Technology is often seen as a monstrous adversary who’s threatening the human element and striping us from the genuine art. I may be uncompromising sometimes as I tend to prefer recording without a metronome (though I’ve made exceptions when I’ve felt it makes sense to have one) and still write most of my correspondence by hand rather than using a keyboard, but I’m not opposed to machinery highlighting and enhancing the story I’m trying to tell.

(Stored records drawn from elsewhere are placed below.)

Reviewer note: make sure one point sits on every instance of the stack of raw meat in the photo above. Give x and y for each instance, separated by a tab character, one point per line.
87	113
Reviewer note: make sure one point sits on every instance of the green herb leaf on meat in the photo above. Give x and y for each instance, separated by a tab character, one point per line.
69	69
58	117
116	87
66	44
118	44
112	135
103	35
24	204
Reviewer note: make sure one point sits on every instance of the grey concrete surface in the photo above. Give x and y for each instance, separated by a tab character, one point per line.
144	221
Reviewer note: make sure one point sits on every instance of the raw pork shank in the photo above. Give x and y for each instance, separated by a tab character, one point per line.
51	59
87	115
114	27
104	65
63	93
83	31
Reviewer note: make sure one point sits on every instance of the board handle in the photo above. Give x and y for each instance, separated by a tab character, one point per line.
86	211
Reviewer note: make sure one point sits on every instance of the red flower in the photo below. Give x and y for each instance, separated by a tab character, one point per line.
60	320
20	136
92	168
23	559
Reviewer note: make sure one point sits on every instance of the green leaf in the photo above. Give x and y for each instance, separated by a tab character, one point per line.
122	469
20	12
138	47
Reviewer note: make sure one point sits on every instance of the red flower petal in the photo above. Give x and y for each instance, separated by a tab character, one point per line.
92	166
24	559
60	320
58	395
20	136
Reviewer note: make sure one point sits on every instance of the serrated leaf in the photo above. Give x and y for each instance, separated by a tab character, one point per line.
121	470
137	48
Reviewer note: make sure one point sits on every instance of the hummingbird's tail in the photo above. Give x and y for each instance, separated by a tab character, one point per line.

Habitually, whenever a person hears for the first time a voice message or a recording from me, they suspect I’ve applied some sort of trickery to make it sound really deep, so I’ve got to provide them with a live rendition to demonstrate that I truly do sound like that. A common follow-up enquiry is, then, a bit of a recount of when my voice broke.
I know it’s a gradual process and it’s not like one night I went to bed as a boy soprano and the next morning I had the tone and frequency I’ve got now, but there’s a bit of a brief period in which I can more accurately claim a milestone took place: the 97 days between my 13th birthday (Saturday 19th of June 1999) and my dad’s 45th (Friday 24th of September 1999).
Narrowing it down is not out of some case of eidetic memory (I wish!), but simply out of sheer serendipity: my eldest aunt visited me on my birthday that year and then shortly afterwards travelled for a while, being back three months and five days later for her beloved brother’s celebration. It was then that she casually heard me speak and was absolutely floored. She was, then, the very first – of many (excuse my immodesty and picture the nail varnish digital image) – who uttered the words ‘what a voice!’
Kindly encouraged by that sort of feedback, I’ve built my identity around my voice ever since those days, whether taken literally (the way I sing and speak) or figuratively (my thoughts and how I express them, including these lines), and that’s my number one distinctive feature.
Sometimes (well, actually, ridiculously often) people don’t remember my face at all, let alone my name, my hair colour, where I live or where they know me from, but they instantly recognise and place my voice. I don’t mind.
There’s also a silly joke I make, which my baby brother utterly hates, whenever I meet someone for the first time and they say something like ‘wow, you’re a bass, aren’t you?’, and I reply, with feigned modesty and innocence, that I’m actually a soprano. It’s a nice ice breaker.
Having said that, I’d be a catastrophic disaster as a voice-over or dub artist, as I cannot do impressions and my range is extremely limited. Those who are close to me are used to hearing my voice, and those who have been exposed to it for transitory periods may be fond of it, but to the majority of people it can and does get tiresome. Diminishing returns indeed!
On the other hand, I do enjoy emceeing, and I think I can do it well. It’s an interesting activity and allows me to attend concerts and events for free, enjoy them from a privileged position, interact with interesting people and (generally) lovely audiences whilst also – best case scenario – being paid for that.
Usually, I select my singing repertoire and pick the key for each piece favouring whatever feels more comfortable for me, as that can increase the odds of providing a suitable execution that will emphasise the author’s work (I’m not, never have been, and likely never will be, a composer, so all the material I sing or play is written by others). I don’t do it to impress anyone or actively seeking ultra-low notes which will shake the foundations, but all of that’s still a welcome by-product.
There’s also the matter of recurrently being kindly invited to join ensembles, and almost invariably rejecting said offers unless they’re extremely short-lived projects (e.g. a temporary substitution for a single recital). Most see it as narcissism, which is quite ludicrous as that’s completely unrelated: I may well be a narcissist, but that’s not the reason why I prefer to sing by myself. Correlation does not imply causation.
Here (i.e. in the academic or pseudo-academic singing circuit), it’s almost a given that anyone with at least a bit of aptitude will immediately want to be in a choir, and that’s not necessarily the case. I love choral music from an audience perspective, and since most of my friends and acquaintances belong to a vocal group (or several), I attend their concerts all the time and utterly enjoy them. As for actually being there, I tend to pass.
Everyone’s got different motivations, and I’m keen on analysing what makes people want to be part of collective efforts, and these ones in particular: I’ve found, from a completely unscientific informal enquiry, that a lot of amateur choristers are either quite young (i.e. they’ve got availability and energy, plus they’re into the novelty) or approaching retirement age (i.e. they’ve got availability again, and they’d rather spend their time doing something they like). As for those in-between, it’s trickier, though not impossible, to remain an active part of that world.
Now then, those who first come across my viewpoint might be shocked. In fact, my business cards solely contain my name and contact details plus the words ‘self-taught atheist singing soloist’, but my aim there is to normalise all of that: it’s absolutely fine, and harmless, to be open about all of that.